Sunday, 20 September 2015-Popular
columnist, Njoki Chege, has narrated how she was mistreated at Westgate Mall,
where she had been sent by her boss for an assignment.
Read how she was humiliated in broad-daylight.
It is Thursday afternoon and
I have spent the past one hour being treated like a terrorist at the
newly-opened Westgate Mall.
No, I didn’t leave a backpack
unattended at ArtCaffe. I was just doing my job as a journalist.
You see, my editor assigned
me a story that is to appear in the Westgate memorial pullout to be published
next week.
I was to interview business
people and vendors at Westgate, to tell the country that business at Westgate
is back to normal. It was basically free publicity for the premier shopping
mall.
Only that Westgate Management
and, specifically the Public Relations Officer, did not see it that way.
The photographer and I
followed protocol. We respectfully reported to the Westgate Management Office
to declare our intentions.
We asked the receptionist to
allow us to speak to the Public Relations Officer (PRO).
She punched the landline
phone and seconds later, she told us that the PRO says that if we wanted a
story, we must first email a request to this effect and then wait for a
response.
“Can we see her?” I asked.
“Write mail,” I was told.
NEWSROOM DYNAMICS
That is such a 2002 way of
doing journalism and PR, a fast-paced world governed by tight deadlines.
I would expect that the PRO,
of all people, understands newsroom dynamics.
What pissed me off was that
the PRO was at the reception seconds after we entered, she saw us but still had
to tell the receptionist to tell us to write emails.
Too busy to talk
Now, any journalist will tell
you that any source that asks you to write an email first but does not want to
talk to you face to face has no intention whatsoever to assist you get your
story in the near future.
We, therefore, defiantly went
back into the mall, talked to a few traders who told us how business has failed
to pick up, took their photos and started to leave.
Security stopped us. They
shooed us into the management office and alas, whom do we find there? The PRO
who was too busy to talk to us in the first place.
“Delete those photos!” she
thundered at us, without even trying to find out what our story was about.
She didn’t even bother to
look at the photos we had taken. She didn’t even bother to make sure the photos
we were deleting were the ones we had taken of the mall.
In a bid to intimidate us,
about five burly security officers were called in. They surrounded us, stroking
their outdated radios perched on their shoulders and giving us the ‘look’.
SECURITY PURPOSES
So far, nobody – not even
security – asked to see what photos we had taken, but they claimed that nobody
was allowed to take photos ‘for security purposes’.
So what security were they
talking about if nobody bothered to even ask to see the photos we had taken?
The PR lady told us: “Media
is not allowed to take photos here. Not even international media!”

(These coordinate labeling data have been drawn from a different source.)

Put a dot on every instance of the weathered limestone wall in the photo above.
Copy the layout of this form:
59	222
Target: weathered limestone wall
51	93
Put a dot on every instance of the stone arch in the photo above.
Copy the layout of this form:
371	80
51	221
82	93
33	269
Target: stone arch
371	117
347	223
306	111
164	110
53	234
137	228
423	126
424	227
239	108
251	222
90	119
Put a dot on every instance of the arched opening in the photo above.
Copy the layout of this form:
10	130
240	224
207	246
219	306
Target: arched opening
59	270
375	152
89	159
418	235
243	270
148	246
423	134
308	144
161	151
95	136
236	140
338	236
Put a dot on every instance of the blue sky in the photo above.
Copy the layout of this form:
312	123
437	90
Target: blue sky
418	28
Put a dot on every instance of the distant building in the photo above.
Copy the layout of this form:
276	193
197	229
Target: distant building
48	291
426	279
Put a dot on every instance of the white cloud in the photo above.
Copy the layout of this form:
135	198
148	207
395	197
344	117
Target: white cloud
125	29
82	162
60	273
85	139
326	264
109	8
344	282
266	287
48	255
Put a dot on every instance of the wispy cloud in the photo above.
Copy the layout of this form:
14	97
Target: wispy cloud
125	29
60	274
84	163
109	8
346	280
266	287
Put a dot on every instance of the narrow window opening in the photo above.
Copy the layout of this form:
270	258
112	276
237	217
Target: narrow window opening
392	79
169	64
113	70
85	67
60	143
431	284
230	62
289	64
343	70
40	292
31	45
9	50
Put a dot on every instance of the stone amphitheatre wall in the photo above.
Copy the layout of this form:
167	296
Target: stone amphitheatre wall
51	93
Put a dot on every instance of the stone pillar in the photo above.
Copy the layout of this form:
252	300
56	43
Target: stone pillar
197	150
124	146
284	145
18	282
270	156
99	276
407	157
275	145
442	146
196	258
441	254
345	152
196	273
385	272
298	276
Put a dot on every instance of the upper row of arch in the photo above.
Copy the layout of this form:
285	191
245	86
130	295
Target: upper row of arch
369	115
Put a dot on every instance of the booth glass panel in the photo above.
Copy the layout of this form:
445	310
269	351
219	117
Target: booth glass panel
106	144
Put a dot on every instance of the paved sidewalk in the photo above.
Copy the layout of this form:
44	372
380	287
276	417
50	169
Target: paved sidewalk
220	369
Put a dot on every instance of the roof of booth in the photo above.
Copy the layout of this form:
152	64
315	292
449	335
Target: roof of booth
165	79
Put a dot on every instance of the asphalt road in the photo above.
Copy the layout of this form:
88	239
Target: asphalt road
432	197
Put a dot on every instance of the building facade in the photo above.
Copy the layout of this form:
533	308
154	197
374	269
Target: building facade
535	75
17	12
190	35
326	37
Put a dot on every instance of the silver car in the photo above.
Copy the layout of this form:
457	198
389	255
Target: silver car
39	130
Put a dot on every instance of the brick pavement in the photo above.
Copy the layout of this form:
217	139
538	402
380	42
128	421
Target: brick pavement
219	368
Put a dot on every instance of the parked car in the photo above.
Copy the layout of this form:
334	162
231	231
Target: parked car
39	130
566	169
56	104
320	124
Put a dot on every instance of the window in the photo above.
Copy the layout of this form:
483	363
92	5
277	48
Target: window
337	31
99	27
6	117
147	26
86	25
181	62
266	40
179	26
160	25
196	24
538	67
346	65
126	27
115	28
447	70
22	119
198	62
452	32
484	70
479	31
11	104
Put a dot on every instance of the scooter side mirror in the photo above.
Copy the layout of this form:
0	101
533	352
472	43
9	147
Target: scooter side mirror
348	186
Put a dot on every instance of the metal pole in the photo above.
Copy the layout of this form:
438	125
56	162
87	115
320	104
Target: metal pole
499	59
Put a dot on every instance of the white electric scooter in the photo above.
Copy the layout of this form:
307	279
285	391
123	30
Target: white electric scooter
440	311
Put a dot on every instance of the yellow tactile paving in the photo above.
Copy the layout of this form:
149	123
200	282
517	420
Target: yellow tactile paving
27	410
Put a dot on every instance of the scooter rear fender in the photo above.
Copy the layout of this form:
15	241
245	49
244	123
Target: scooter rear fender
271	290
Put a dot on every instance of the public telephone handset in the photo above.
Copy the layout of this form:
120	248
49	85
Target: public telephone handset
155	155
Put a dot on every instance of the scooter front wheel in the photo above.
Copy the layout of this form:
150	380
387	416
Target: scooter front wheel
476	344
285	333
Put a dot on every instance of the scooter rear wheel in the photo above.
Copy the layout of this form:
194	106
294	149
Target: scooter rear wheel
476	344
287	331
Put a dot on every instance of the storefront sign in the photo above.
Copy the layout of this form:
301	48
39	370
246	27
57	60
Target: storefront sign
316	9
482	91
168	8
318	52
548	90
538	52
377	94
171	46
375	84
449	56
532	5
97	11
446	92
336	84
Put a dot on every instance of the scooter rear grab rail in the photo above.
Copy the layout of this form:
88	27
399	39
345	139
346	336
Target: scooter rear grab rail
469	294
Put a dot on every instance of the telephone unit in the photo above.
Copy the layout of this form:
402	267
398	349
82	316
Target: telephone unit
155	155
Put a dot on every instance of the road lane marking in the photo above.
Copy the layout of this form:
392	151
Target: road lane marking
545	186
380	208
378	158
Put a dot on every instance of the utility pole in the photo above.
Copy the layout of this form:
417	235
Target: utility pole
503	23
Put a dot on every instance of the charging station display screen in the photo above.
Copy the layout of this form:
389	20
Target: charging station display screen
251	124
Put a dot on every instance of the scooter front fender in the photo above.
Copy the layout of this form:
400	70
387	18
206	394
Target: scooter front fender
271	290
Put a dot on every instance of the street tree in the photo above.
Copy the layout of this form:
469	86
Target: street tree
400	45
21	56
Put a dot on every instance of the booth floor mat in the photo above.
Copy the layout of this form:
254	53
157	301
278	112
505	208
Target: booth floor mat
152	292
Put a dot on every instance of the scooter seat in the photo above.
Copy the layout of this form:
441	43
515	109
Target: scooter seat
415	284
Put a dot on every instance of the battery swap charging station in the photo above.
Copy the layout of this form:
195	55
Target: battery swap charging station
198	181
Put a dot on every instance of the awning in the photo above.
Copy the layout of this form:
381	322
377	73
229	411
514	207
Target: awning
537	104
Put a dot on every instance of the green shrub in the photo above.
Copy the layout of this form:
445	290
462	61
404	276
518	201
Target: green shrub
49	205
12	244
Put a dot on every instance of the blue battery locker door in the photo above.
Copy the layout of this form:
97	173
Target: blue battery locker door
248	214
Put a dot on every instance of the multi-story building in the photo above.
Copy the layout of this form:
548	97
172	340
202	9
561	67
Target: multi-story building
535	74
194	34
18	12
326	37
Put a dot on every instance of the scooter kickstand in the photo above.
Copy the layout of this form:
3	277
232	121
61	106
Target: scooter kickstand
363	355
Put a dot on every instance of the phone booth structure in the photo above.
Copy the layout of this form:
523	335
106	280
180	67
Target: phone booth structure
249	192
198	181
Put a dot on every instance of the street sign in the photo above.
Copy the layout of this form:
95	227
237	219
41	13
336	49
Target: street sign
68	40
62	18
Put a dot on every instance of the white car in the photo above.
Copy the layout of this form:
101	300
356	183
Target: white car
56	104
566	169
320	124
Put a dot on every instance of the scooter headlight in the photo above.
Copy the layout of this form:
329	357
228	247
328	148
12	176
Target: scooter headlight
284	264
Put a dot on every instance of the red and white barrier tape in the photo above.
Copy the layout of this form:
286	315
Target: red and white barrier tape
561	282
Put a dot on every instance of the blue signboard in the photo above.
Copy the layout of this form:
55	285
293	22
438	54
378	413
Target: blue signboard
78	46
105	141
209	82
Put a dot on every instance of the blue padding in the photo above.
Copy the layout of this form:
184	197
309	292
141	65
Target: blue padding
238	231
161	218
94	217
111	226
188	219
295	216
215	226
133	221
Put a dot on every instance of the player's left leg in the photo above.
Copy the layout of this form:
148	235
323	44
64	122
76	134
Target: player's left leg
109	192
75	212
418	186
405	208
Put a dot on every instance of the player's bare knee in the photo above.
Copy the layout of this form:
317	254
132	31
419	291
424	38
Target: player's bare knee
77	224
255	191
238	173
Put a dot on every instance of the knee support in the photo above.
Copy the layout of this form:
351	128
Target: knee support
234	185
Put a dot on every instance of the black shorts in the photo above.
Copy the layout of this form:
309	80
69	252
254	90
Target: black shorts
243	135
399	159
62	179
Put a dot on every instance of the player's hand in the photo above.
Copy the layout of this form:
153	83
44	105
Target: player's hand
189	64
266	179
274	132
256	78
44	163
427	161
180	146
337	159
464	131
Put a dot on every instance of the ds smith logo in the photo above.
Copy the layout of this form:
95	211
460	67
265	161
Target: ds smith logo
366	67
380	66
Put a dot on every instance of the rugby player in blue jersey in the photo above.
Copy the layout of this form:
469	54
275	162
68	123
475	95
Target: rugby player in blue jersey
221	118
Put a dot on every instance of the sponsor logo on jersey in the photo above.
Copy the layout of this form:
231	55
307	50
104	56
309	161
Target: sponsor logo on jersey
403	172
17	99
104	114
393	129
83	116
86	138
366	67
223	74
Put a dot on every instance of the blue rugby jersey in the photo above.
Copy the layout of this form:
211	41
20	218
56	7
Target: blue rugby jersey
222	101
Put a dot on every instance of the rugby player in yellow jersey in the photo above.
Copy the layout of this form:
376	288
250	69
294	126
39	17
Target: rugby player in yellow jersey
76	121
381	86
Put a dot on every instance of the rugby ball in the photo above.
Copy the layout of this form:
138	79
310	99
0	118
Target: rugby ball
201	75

Not even international media?
Does that mean that if they were to allow media to take photos of Westgate,
that international media would be given preference? Does that mean that
international media is more important than local media?
I will tell you the truth
about Westgate. The mall is practically empty. A good number of shops have not
yet been opened.
At lunchtime, the popular
ArtCaffe has only about four customers nursing a single milkshake each and the
vendors who sell curios make very little in a day. The parking is literally
empty and Nakumatt tellers are not busy.
Westgate needs all the
support it can garner from Kenyans, only the management is too blind to see
that.
The Westgate Management Office
and especially its PR arm is a perfect example of how NOT to revive a mall.
If you are a local journalist
hoping to play your part as a Kenyan to do a positive story about Westgate,
forget it, unless you want to be treated like a terrorist. Or wait until CNN
comes and does another ‘hotbed’ story.
Finally, dear PRO, you are a
public relations officer!
VICTORY AGAINST
TERRORISTS
The buzzword is public. You
deal with people; from journalists to irate shoppers.
Refusing to see us and
leaving us in the hands of a receptionist who can barely speak English, is
nowhere near what is expected in the world of PR.
PR is not about balloons and
high heels; it is about getting your brand out there, in the shiniest,
strongest form there can ever be.
We deleted our pictures and
you threatened to sue us in case we used any photos of Westgate, including the
file photos in our system that were taken the day President Uhuru Kenyatta
re-opened the mall.
Please, darling, get a crash
course in media law.
Also, did you know that there
is a special software you can use to retrieve deleted photos from a memory
card?
I just want the Westgate
management and specifically its PR department to clean up their act and market
that beautiful mall as a monument of Kenya’s victory against terrorists.
You are sitting on a goldmine
and you don’t even know it.
You can make Westgate the next Maasai Mara by showing the
world that you have risen above the terrorists and that you remain unbowed.
International media like such stories, for your information.